Lo fabuloso de la energía que alimenta desde su centro esta postulación es la urgencia por los desarmes, la necesidad de dudar y confrontar la tradición mal entendida. Como dijera Violeta, como dijera Stella, como dice Cecilia.
Porque cuando millones de mujeres se agolpan hermanadas en las calles o se alza la postulación de una artista como Cecilia para obtener este palmarés, también es porque Violeta Parra con fiereza rescató las historias de una ruralidad pobre negada por la oficialidad, de una clase obrera amordazada por el patrón y las compartió entre discos, carpas, museos y universidades; también es porque la Colorina peleó a la contra en un mundo de tradición machirula, rebelde, eterna como un tatuaje, como un puñetazo entre tragos, como una mujer que defiende su reino mirando las babas del patriarca.
Con Cecilia Pantoja sucede de la misma manera. Mujer, provinciana, esta tomecina desde sus primeros pasos en la música decidió por lo que quiso, más allá de cualquier dictamen reinante. Por ejemplo, asombra mirar su carrera musical durante los sesenta en medio del exitoso -y resistido con los años- fenómeno de La Nueva Ola, proponiendo un repertorio que desobedecía al lugar seguro y efectivo del imaginario gringo desarrollado en ese momento y abriéndose a la interpretación de la canción popular hecha con otros materiales -desde la canción tradicional italiana hasta el tango y coqueteando también con el colérico rock-. Asombra verla como un ícono juvenil que renunciaba a la fórmula de cómo ser y parecer para sonar en la radio o ser portada de alguna revista, Cecilia desobedecía con su pelo corto, sus besos de taquito, sus bailes puntudos, incorregible hasta el punto de desestimar los vetos puestos a su performance por la organización del Festival de Viña cuando ganó la competencia en 1965. Entre abucheos de indignación y aplausos de aprobación, La Incomparable cantó “Como una ola”, segura entre contoneos y disparando besos con el taco de su zapato.

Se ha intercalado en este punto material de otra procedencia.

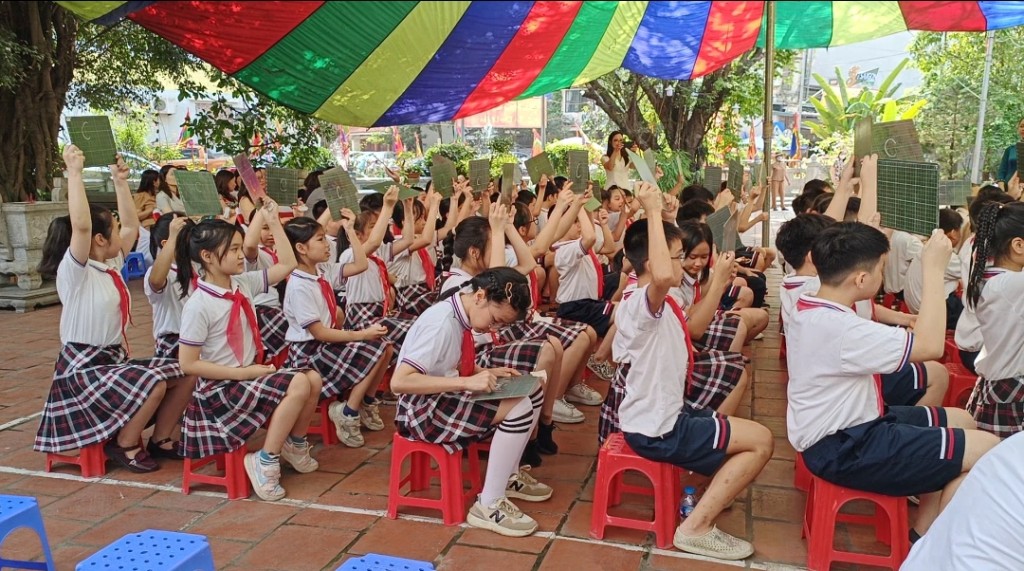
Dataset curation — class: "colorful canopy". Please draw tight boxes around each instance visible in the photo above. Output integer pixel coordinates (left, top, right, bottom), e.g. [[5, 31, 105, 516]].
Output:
[[59, 0, 1024, 127]]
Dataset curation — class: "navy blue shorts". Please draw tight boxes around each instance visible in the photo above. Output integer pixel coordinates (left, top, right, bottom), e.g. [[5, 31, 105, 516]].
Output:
[[557, 300, 611, 337], [623, 406, 732, 476], [803, 406, 966, 496], [882, 363, 928, 406]]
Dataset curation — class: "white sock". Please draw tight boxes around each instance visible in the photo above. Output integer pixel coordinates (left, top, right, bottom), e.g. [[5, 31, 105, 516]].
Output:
[[480, 396, 543, 508]]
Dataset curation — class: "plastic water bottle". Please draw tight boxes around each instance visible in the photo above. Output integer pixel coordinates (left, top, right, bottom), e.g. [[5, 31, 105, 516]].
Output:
[[679, 486, 697, 520]]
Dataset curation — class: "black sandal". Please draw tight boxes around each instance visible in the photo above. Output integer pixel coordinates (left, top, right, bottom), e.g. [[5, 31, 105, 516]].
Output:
[[103, 440, 160, 474]]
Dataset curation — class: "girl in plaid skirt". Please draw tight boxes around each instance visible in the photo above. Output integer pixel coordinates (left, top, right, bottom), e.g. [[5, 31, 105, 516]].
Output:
[[967, 203, 1024, 438], [337, 186, 414, 360], [441, 210, 564, 466], [34, 144, 191, 472], [391, 267, 552, 537], [175, 201, 322, 501], [387, 192, 441, 316], [243, 210, 288, 363], [285, 209, 392, 448]]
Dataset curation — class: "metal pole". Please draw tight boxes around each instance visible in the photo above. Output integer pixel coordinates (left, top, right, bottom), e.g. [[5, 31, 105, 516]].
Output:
[[758, 1, 775, 248], [971, 30, 995, 184]]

Siempre inquieta, Cecilia trazó su camino artístico con la energía del arrojo, impredecible, versionando a Víctor Jara, a Violeta o abrazando el bossa nova como en “Esa flor”. A la luz de los años, es un despropósito visitar la historia para enojarse por lo que no sucedió -como la valoración de un disco increíble como Gracias a la vida de 1970- o por lo que sí sucedió -como los vetos mediáticos de los que fue víctima-.

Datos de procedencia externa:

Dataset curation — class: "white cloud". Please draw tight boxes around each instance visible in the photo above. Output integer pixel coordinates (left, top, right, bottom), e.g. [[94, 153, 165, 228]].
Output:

La mala acción se combate con la buena acción.
“No estamos solas, guitarra”
Nadie nos preguntó nuestra opinión, pero sabemos que desobedeciendo empiezan a suceder los asuntos que queremos. Por eso, proponer a Cecilia como merecedora de este premio no solo es legítimo por su propio mérito, sino que es la expresión ciudadana ante un listado de nombres que peca de no incorporar paridad de género ni contemplar a muchos más artistas del espectro de la música popular.
La Incomparable cantaba el 68, “Estamos solas, guitarra”, reconociendo en ese instrumento a una presencia incondicional y única, a una “Compañera, que hasta mi pena hace canción”. Luego de 50 años eso cambió y Cecilia con su guitarra, ya no están más solas.